Ve onların aralarında ve kendilerinde bereket vermiş olduğumuz beldeler arasında birbirine muttasıl kasabalar meydana getirmiştik ve onlara seyr-i seferi takdir eylemiştik. Geceleri ve göndüzleri emînler olarak yürüyünüz (demiştik).
Onların diyarlarıyla, feyz ve bereket verdiğimiz kutlu beldeler arasında sırt sırta vermiş, biri birinden görülebilen nice kasabalar var ettik ve bunlar arasında düzenli ulaşım imkânları sağladık. “Oralarda geceler ve gündüzler boyunca, güven içinde gezin dolaşın! ” dedik.
Onlarla, içinde bereketler yarattığımız kentler arasında, açıkça görünen kentler var ettik ve bunlar arasında yürümeyi takdir ettik: "Oralarda geceleri ve gündüzleri güven içinde yürüyün" (dedik).
Sebe memleketi ile mübârek kıldığımız arz (Arz-ı Şam) arasını birbirine yakın beldeler ve karyeler ile ma'mûr itdik ve orada seyr u seyahat menzillerini takdîr ve tahsîs iyledik. "Gice ve gündüz kemâl-i emniyet ile gidüb gelin" didik.
Halbuki onlarla, bereketli kıldığımız şehirler arasında, biri diğerinin arkasından gelen kentler var etmiş, yolculuk yapmaya uygun ölçüler koymuş ve "Oralarda gece - gündüz güven içinde yolculuk edin" demiştik.
Onlar ile bereketlendirdiğimiz şehirler arasında, seçkin şehirler yaptık ve güven içinde gündüz gece seyahat edin diye, aralarında gidip gelmeyi kolaylaştırdık.
Onların yurduyla bereket verdiğimiz memleketler arasında sırt sırta vermiş beldeler var etmiş ve böylece orada kolay bir seyahat nasip etmiştik—gece gündüz orada güven içinde gezin diye.
Biz onlarla, içini bereketle dolduğumuz kentler arasında, sırt-sırta vermiş kasabalar oluşturduk; Bunlar arasında gidiş-gelişler belirledik. "Geceleri ve gündüzleri, güven içinde gezip dolaşın oralarda." dedik.
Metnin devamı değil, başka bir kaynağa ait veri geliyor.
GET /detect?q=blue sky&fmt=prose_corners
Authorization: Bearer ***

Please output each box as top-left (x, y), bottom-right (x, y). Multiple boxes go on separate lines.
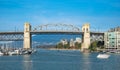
top-left (0, 0), bottom-right (120, 31)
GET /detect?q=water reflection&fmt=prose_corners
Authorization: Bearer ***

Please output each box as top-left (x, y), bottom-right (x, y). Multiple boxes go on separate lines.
top-left (82, 53), bottom-right (91, 70)
top-left (23, 55), bottom-right (33, 70)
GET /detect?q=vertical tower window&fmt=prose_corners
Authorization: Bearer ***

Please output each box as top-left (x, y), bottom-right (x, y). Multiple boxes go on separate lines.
top-left (86, 28), bottom-right (88, 32)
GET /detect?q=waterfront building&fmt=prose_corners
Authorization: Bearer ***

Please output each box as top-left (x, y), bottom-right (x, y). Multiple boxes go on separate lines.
top-left (70, 39), bottom-right (75, 47)
top-left (60, 39), bottom-right (68, 45)
top-left (75, 37), bottom-right (81, 43)
top-left (104, 31), bottom-right (120, 50)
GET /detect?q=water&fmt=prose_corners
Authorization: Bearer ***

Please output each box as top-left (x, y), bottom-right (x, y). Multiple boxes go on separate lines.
top-left (0, 49), bottom-right (120, 70)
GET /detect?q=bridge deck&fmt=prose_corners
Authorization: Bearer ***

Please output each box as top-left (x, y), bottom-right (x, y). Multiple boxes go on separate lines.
top-left (0, 32), bottom-right (24, 34)
top-left (0, 31), bottom-right (104, 35)
top-left (30, 31), bottom-right (83, 35)
top-left (0, 31), bottom-right (104, 41)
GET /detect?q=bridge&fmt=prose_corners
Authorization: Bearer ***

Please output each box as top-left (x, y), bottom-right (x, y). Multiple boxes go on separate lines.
top-left (0, 23), bottom-right (104, 51)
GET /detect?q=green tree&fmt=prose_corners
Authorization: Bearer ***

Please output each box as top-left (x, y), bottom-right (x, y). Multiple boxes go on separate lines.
top-left (89, 41), bottom-right (97, 51)
top-left (56, 43), bottom-right (63, 49)
top-left (75, 42), bottom-right (81, 49)
top-left (78, 43), bottom-right (81, 49)
top-left (64, 44), bottom-right (69, 49)
top-left (97, 41), bottom-right (105, 49)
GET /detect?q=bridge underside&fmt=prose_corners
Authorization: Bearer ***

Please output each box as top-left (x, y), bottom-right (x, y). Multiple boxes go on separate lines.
top-left (90, 33), bottom-right (104, 42)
daħı ķılduķ aralarında daħı köyler arasında ol kim bereket virdük anda köyler görinür daħı ŧaķdir eyledük anda yürimegi. “yüriñ anda giceler daħı gündüzler iminler.”
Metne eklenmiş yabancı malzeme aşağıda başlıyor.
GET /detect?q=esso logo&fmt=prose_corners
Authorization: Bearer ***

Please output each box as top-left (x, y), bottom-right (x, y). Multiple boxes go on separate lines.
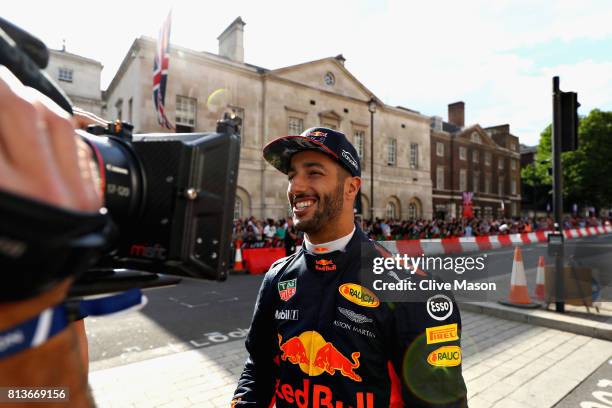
top-left (426, 294), bottom-right (453, 321)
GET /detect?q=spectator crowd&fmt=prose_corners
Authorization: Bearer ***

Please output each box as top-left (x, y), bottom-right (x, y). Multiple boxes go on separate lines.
top-left (233, 215), bottom-right (611, 253)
Daḫı eyledük anlar bile bereket virdügümüz şehrler‐ile arasında ki Şāmiḳlīmidür, biri birine yaḳın şehrler ḳılduḳ. Taḳdīr itdük anda seyr eylemegi.Seyr eyleñüz anda giçeler ve gündüzler iminlig‐ile.
Onların (Səba əhlinin) yurdu ilə bərəkət verdiyimiz məmləkətlət (Şam və Urdun) arasında bir-birinə bitişik (abad) qəsəbələr inşa etmiş, orada gediş-gəliş yaratmışdıq (belə ki, səfər zamanı yolçular o qəsəbələrin birində istirahət edir, axşam isə digərində yatıb dincəlirdilər). (Onlara belə demişdik: ) “Gecələri-gündüzləri (istədiyiniz vaxt) orada arxayın gəzib-dolanın!”
And We set, between them and the towns which We had blessed, towns easy to be seen, and We made the stage between them easy, (saying): Travel in them safely both by night and day.
Between them and the Cities(3816) on which We had poured our blessings, We had placed Cities in prominent positions, and between them We had appointed stages of journey in due proportion: "Travel therein, secure, by night and by day."